Emma Chamberlain à la cérémonie Time 100 Next. (New York, 14 novembre 2019.)
Taylor Hill / FilmMagic

Reine d’un empire

Influenceur… ou devrions-nous plutôt dire entrepreneur. En 2019, Emma Chamberlain fonde Chamberlain Coffee, sa propre entreprise qui commercialise du café et des produits associés. Un clin d’œil à sa passion pour cette boisson qu’elle préfère froide, au lait et remplie de glaçons. D’ailleurs, le phénomène Ice Latte Coffee (café froid au lait, en français) qui a bouleversé TikTok il y a quelques années doit une partie de son succès à Emma Chamberlain. Les résultats de son entreprise sont là : elle lève 7 millions de dollars auprès d’investisseurs lors d’une levée de fonds en 2023, et aurait généré selon Forbes pas moins de 20 millions de dollars de revenus durant cette même période.
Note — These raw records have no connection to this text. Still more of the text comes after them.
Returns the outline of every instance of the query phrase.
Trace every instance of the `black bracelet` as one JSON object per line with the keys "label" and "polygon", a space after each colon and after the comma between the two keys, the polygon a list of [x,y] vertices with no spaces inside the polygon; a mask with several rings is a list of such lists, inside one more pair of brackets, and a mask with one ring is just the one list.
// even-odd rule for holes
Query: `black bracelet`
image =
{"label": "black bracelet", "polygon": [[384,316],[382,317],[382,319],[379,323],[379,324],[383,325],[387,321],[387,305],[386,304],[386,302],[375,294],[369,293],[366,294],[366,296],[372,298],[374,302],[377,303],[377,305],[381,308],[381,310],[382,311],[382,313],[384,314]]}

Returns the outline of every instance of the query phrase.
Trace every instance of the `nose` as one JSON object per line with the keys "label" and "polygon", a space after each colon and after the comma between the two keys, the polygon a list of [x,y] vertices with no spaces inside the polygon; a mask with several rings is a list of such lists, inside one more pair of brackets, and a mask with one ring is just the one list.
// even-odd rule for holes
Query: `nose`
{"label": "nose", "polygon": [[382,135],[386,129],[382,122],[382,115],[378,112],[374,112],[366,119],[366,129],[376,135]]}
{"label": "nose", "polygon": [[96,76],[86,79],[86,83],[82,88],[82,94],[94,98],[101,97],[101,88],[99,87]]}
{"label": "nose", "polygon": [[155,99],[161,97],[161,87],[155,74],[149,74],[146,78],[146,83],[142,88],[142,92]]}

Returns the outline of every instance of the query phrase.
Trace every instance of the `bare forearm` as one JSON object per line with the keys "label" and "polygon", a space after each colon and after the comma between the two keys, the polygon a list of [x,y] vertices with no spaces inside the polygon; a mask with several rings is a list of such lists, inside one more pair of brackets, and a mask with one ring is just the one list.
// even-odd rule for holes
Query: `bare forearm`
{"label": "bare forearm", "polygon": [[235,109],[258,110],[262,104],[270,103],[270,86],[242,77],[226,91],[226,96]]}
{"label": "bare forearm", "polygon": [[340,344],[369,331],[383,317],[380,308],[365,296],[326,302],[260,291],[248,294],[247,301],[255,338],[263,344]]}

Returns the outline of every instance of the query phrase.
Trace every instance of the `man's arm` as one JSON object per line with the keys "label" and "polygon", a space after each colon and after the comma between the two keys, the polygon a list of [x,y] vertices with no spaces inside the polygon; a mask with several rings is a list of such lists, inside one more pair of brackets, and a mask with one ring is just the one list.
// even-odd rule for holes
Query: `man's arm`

En novembre 2024, elle signe une première collaboration avec la marque de lunettes Warby Parker, proposant plusieurs modèles vendus 95$ pièce. Sans surprise, le label déclare que ce partenariat devient le plus lucratif depuis quatorze ans. Encore un exemple de l’influence de cette jeune femme, capable de lancer des tendances avec une seule photo postée sur Instagram.

Naturellement, l’industrie de la mode est rapidement venue frapper à sa porte. En 2021, elle est nommée ambassadrice de la marque Louis Vuitton et se rend régulièrement à Paris pour assister aux défilés orchestrés par le directeur artistique Nicolas Ghesquière. Deux ans plus tard, Lancôme en fait sa nouvelle égérie, tandis que Vogue lui donne son micro lors du Met Gala.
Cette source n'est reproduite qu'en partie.